Our study has several limitations. This is a retrospective study with a relatively small number of patients. Although the number of patients included in our study was larger than that of recent comparison studies with DLIR and IR [12, 23], further research involving a larger number of patients is required to confirm our findings. Also, our study subjects were limited to patients without definite neuropathological findings or foreign bodies and we were unable to evaluate improvements in diagnostic accuracy. While our results show that DLIR enables superior image quality in subjects with normal aging brains, further studies involving patients with various clinical conditions are required to evaluate the impact of DLIR on lesion detection and diagnostic accuracy. Furthermore, we only investigated CT images under a routine radiation dose protocol which was adapted to the clinical specifics of our institution. Considering that radiation dose reduction is possible by altering the reconstruction mechanism, the impact of DLIR on reduced radiation dose protocols needs to be evaluated in the future. Lastly, subjective image quality evaluations were performed by only two radiologists in this study. Extended research with more neuroradiologists is needed to generalize the subjective outcomes of our study.

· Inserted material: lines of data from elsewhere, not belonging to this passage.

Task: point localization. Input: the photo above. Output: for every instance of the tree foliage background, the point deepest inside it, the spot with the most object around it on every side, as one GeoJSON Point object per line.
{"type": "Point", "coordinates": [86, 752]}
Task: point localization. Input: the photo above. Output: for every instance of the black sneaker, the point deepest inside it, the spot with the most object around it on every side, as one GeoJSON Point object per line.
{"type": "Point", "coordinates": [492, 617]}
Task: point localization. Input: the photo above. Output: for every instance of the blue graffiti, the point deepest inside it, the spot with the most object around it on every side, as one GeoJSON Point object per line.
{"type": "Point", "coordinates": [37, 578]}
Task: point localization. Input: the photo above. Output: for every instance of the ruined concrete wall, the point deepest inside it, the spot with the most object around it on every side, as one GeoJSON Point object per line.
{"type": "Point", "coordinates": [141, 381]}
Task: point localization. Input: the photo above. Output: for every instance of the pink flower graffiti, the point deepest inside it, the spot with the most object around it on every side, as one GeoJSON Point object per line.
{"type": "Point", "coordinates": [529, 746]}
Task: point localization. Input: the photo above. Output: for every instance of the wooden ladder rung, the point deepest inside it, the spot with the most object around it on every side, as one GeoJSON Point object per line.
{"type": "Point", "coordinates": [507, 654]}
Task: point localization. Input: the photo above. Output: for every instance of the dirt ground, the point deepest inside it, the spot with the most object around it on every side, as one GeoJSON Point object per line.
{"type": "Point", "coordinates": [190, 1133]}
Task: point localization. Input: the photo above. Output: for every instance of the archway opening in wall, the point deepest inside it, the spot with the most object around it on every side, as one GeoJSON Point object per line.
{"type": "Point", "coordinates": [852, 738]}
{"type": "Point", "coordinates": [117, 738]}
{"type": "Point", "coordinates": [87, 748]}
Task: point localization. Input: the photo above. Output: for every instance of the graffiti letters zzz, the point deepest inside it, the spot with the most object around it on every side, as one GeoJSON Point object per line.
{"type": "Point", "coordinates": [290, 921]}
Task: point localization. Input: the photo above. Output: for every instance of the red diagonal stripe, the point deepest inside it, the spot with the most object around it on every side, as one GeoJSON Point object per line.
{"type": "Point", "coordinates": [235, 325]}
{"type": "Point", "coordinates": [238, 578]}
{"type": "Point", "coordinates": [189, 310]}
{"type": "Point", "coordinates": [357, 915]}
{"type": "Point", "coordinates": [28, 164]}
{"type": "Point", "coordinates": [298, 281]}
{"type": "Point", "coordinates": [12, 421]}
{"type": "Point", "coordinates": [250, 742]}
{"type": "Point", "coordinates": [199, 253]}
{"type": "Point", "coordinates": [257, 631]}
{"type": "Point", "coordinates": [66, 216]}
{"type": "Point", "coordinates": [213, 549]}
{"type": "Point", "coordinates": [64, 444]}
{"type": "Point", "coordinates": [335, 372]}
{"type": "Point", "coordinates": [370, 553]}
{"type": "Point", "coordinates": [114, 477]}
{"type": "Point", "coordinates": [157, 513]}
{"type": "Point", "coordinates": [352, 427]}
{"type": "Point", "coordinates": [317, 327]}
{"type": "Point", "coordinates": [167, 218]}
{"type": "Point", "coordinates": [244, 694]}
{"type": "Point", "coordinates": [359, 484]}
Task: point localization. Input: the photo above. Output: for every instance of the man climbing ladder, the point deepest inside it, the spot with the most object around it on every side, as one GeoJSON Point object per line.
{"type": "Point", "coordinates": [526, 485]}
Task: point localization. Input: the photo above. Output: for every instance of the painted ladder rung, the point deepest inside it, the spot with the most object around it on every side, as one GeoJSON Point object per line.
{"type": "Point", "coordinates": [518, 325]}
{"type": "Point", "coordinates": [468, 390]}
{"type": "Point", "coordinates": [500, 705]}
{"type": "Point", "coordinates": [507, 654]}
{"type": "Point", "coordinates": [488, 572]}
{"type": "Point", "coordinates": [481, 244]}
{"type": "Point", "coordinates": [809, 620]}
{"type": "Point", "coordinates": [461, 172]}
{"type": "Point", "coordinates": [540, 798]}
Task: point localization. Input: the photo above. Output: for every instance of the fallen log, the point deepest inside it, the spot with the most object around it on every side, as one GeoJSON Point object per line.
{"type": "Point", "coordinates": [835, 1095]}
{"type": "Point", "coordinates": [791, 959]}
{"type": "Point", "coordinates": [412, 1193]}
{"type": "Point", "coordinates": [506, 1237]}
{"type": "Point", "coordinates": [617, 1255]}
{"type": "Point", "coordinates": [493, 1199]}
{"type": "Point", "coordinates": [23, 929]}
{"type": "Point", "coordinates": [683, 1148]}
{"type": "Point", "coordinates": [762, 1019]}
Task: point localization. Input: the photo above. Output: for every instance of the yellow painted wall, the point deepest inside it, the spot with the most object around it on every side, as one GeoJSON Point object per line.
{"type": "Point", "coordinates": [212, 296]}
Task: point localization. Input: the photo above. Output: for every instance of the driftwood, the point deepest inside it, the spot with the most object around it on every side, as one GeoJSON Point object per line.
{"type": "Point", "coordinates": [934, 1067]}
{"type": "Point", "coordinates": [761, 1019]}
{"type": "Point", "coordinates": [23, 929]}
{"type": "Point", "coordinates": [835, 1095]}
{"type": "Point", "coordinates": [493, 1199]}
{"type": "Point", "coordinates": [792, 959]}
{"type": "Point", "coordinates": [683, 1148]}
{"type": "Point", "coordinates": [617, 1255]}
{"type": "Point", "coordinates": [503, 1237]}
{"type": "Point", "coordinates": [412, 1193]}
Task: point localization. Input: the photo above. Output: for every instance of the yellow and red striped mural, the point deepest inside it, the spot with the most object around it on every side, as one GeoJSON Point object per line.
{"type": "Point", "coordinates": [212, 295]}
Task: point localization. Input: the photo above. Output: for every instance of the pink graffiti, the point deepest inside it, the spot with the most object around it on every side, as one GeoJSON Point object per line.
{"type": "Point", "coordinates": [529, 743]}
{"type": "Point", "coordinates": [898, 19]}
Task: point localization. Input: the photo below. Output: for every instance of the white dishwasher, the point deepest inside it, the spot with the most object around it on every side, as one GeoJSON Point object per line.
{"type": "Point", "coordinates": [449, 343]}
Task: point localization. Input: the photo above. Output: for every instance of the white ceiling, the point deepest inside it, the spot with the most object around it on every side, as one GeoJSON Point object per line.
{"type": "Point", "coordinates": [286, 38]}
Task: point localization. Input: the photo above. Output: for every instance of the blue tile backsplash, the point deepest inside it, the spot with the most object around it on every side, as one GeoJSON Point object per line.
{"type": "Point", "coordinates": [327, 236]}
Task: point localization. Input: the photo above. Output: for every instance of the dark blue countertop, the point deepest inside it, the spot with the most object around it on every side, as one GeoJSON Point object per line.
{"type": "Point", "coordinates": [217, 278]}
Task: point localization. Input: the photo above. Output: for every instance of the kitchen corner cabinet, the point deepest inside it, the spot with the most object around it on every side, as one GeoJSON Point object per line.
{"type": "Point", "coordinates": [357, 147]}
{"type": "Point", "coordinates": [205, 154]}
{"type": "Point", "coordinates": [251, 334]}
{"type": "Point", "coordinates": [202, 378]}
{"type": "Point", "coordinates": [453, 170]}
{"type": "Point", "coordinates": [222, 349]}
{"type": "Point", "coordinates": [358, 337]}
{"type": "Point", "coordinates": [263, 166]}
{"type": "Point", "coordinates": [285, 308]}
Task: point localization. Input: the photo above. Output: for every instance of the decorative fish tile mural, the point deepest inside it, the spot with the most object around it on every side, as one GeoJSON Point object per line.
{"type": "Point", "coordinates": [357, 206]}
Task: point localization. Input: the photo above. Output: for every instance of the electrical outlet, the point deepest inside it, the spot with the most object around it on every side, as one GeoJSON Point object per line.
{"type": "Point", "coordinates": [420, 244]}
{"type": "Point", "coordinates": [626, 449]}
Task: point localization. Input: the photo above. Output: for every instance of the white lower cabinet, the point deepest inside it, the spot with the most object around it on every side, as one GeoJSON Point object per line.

In conclusion, brain CT images with DLIR demonstrated better performance in reducing image noise and artifacts compared with ASIR-V, and DLIR images with medium and high reconstruction strength levels provided the highest subjective image quality scores. DLIR shows great potential as an advanced reconstruction method that improves the image quality of clinical brain CT images.